1,790 hours X $10 = $17,900 paid to private-sector telemarketer (w/out commission)

It is thus clear that the Department of Revenue pays over 2.5 times as much for a telemarketer as the private sector does. Wisconsin could reduce compensation expenses by paying some of that wage in commission and by capping weekly hours to 34.49 weekly. I know the University of Wisconsin System does the latter to prevent student workers from being scheduled full-time for the very same reason of cost control, so it’s not like the state can claim some moral high ground as the reason for overpaying its non-student workers, at least not without coming across as very hypocritical.

A worker who has been doing that job for a decade will garner $27.50 or so in hourly compensation when calculated at an annual average raise of 50 cents with benefits remaining a third of total compensation. This would earn the state telemarketer $55,000 annually in total compensation, or more than three times the base pay of the typical private-sector telemarketer. This is in addition to the multimillion-dollar contracts which Wisconsin has with advertising agencies to promote the lottery, with the most recent being an unevaluated five-year contract with the Milwaukee firm “York Hoffman,” which in turn faced no penalties or other consequences for the lack of oversight:

If the high pay given to such a clerical worker (paid by the hour, not by sales volume) isn’t outrageous enough, then one need only consider that Wisconsin is paying someone to promote gambling. “But problem gamblers have themselves to blame.” So do problem drinkers, but Wisconsin does not sell alcohol. Whether this is due to stiff competition from private alcohol retailers rather than due to some moral objection, the fact is that Wisconsin and other states promote gambling despite it traditionally being considered a vice and even outlawed in some cities.

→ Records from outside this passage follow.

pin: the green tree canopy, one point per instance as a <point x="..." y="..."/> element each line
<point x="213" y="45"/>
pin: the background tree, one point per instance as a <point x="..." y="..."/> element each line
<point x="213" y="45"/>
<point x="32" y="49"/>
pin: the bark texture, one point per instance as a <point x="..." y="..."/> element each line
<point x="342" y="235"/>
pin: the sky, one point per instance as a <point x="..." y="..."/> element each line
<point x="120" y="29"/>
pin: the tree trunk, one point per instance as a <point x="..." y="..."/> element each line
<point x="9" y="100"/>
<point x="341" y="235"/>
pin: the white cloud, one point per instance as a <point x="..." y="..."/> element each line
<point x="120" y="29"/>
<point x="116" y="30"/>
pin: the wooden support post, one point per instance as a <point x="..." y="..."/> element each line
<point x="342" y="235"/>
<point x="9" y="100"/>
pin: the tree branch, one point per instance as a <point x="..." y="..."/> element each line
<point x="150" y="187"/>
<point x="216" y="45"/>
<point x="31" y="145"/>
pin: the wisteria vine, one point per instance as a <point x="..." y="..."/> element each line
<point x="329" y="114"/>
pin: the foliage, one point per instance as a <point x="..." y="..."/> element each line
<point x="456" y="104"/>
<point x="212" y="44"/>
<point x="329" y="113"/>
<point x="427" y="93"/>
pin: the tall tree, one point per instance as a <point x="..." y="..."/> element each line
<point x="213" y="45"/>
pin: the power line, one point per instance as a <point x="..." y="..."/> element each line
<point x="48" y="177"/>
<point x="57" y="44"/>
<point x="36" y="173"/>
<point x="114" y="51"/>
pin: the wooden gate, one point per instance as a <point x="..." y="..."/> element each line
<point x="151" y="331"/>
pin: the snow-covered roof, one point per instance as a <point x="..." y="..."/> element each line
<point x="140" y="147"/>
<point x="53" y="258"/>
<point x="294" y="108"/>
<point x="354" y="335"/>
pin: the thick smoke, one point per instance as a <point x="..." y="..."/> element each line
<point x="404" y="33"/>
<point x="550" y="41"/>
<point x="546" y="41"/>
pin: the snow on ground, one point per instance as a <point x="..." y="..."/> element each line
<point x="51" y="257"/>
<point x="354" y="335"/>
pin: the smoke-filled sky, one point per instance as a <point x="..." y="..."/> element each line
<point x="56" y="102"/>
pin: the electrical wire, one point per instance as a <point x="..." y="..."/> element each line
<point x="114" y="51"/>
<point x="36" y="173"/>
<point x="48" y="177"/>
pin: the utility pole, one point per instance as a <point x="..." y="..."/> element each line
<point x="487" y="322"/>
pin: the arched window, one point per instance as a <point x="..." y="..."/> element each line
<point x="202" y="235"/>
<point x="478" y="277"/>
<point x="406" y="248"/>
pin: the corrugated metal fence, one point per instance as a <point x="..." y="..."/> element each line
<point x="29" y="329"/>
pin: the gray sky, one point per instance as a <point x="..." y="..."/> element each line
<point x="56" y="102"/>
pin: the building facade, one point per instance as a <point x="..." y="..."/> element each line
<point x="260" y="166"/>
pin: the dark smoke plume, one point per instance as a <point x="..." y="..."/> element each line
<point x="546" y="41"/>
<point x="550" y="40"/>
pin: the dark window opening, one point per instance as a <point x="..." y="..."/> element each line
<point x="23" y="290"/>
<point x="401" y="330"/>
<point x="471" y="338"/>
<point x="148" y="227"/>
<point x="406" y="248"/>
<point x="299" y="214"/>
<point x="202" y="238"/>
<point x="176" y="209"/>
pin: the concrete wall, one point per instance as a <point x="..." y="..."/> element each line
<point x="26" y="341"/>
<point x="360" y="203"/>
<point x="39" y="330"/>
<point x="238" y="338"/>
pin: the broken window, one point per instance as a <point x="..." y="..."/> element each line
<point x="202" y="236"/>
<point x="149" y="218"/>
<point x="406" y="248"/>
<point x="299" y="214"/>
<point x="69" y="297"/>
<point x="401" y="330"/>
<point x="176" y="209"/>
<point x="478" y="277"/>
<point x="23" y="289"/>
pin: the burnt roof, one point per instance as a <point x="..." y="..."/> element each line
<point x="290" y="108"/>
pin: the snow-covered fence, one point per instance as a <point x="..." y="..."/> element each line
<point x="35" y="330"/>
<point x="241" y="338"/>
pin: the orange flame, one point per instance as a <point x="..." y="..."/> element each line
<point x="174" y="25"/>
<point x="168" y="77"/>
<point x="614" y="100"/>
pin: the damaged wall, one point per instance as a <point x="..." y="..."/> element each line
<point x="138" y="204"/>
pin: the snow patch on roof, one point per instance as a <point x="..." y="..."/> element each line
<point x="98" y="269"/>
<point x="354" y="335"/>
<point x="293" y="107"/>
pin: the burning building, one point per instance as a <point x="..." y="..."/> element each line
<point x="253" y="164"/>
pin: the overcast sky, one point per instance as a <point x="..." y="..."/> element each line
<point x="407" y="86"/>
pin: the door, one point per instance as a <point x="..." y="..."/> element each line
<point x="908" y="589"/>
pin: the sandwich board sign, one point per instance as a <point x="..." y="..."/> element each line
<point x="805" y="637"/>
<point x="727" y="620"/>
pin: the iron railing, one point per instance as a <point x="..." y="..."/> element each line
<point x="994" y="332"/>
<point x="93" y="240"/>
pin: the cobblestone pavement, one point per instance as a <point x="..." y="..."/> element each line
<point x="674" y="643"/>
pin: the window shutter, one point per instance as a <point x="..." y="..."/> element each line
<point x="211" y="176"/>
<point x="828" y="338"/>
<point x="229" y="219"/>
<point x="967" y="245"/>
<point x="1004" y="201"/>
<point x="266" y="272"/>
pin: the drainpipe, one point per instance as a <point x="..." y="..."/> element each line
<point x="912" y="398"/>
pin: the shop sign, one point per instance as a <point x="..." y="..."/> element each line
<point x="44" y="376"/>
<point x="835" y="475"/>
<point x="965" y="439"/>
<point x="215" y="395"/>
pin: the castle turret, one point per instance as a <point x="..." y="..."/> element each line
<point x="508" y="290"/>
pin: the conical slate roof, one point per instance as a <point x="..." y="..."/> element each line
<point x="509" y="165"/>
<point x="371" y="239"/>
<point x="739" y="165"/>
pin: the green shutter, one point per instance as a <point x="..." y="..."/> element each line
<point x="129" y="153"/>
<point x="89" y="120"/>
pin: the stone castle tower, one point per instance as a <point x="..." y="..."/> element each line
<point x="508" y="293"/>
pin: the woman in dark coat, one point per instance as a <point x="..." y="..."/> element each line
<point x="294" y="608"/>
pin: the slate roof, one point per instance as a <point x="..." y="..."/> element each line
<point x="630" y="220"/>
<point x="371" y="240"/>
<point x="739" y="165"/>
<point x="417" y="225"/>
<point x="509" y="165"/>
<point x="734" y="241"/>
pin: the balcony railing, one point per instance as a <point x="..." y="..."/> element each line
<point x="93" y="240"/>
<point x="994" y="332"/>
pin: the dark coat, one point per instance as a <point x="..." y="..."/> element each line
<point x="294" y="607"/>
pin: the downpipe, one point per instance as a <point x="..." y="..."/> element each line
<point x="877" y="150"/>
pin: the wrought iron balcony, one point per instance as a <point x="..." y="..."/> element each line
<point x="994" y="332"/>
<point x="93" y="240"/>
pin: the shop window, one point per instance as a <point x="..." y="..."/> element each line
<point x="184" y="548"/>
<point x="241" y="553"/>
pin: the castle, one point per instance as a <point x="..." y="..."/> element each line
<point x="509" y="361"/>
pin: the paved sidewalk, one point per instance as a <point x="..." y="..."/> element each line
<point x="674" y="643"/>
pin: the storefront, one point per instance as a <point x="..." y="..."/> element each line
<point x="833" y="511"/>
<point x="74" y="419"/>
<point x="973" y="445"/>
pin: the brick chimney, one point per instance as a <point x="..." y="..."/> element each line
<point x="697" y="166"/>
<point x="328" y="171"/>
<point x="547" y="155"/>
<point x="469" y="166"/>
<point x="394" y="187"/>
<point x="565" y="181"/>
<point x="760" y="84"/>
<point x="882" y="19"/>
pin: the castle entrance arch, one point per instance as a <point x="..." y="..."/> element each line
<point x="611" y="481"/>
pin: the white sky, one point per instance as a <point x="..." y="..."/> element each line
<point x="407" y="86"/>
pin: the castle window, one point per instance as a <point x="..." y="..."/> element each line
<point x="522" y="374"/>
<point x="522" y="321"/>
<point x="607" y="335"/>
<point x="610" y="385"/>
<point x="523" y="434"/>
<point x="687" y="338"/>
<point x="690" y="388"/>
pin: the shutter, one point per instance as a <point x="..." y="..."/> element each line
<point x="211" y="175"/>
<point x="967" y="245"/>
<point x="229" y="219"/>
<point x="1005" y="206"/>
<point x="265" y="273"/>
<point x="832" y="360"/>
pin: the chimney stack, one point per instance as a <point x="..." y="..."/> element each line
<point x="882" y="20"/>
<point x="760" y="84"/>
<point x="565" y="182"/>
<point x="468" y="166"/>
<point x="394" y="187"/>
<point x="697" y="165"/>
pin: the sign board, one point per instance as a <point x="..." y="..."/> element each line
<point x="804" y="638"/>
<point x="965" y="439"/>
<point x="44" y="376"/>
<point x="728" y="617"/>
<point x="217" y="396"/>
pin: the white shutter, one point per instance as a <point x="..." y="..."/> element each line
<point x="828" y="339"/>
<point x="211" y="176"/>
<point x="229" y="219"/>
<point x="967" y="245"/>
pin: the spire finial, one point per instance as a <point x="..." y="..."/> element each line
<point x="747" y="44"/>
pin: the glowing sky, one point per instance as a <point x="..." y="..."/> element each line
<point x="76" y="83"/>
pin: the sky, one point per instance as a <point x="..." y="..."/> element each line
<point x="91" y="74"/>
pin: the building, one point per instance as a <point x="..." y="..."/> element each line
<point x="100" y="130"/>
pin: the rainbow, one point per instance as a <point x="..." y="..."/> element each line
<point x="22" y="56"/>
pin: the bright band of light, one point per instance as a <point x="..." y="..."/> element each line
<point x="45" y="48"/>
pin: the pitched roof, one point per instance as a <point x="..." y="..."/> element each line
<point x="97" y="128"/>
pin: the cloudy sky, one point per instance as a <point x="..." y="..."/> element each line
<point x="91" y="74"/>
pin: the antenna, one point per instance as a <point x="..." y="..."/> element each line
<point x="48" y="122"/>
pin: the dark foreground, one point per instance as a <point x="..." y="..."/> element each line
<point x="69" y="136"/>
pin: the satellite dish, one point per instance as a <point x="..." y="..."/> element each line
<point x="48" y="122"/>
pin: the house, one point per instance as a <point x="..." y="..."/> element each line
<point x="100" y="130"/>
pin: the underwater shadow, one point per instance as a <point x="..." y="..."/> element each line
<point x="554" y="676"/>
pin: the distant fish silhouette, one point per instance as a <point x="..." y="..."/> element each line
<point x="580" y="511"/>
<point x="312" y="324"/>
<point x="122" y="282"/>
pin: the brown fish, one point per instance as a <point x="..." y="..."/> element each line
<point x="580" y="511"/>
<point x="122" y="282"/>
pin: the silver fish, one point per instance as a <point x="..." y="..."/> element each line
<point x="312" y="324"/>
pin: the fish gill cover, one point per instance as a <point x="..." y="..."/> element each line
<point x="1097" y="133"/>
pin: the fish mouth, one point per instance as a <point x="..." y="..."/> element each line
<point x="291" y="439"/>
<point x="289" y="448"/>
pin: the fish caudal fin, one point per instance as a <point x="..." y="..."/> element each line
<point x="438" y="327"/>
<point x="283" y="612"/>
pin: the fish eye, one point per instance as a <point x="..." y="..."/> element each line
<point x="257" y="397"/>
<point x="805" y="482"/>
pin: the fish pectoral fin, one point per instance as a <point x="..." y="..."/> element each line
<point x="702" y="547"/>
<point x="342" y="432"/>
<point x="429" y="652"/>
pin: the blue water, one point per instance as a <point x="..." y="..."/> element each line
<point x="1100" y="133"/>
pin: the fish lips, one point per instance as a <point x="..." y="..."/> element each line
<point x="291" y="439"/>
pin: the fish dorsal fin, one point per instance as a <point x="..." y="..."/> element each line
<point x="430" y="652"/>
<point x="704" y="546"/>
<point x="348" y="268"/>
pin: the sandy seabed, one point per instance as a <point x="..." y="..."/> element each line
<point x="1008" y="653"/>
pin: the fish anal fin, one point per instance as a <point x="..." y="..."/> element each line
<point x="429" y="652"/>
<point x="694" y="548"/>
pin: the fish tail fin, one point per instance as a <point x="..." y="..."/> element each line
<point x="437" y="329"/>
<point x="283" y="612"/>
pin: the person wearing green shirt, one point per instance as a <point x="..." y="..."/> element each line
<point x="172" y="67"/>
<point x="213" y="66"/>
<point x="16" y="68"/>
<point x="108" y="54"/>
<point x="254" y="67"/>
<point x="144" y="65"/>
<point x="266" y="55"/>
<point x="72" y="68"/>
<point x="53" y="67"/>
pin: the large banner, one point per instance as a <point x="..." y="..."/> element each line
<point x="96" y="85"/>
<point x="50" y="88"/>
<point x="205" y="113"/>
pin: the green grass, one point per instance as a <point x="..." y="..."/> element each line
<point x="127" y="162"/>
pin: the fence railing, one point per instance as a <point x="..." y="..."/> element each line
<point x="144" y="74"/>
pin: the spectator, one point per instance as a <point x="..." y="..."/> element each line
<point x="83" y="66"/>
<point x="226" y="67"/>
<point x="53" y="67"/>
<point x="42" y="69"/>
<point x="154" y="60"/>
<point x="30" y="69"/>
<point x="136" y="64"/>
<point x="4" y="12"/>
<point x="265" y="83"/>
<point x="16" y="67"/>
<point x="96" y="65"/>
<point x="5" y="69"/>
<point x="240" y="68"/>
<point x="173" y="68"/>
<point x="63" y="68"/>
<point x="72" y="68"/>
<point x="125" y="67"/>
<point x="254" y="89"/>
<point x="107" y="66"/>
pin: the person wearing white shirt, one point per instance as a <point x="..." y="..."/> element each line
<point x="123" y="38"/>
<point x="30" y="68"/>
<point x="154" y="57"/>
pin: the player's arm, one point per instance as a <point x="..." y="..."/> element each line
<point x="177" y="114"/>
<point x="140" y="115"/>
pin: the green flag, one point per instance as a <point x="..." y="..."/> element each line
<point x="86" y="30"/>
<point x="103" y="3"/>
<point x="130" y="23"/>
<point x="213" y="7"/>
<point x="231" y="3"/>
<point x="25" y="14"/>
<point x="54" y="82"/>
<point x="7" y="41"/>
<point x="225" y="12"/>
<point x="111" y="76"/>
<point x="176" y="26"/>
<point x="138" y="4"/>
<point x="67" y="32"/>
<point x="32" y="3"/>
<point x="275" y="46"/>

Besides exacerbating gambling problems, the telemarketer is paid to ultimately gather tax credits for homeowners but not for any renters, although both purchase tickets. The net proceeds after administrative costs go towards property tax relief. This means that gambling addicts may rationalize their destructive behavior if at least some of their purchases are from the Wisconsin lottery. Many of these gamblers are renters who never benefit from that property tax subsidy because they do not own real estate. While I’m certain that gamblers will purchase lottery tickets no matter whether the proceeds are used to support causes dear to them (such as paying a few hundred dollars less on their next property tax bill), Wisconsin’s active marketing of a program which panders to people’s weaknesses seems incongruous with the otherwise moralist, patronizing stance of Wisconsin (which has banned public smoking and attempted to ban the sale of unpasteurized goat milk, among other things).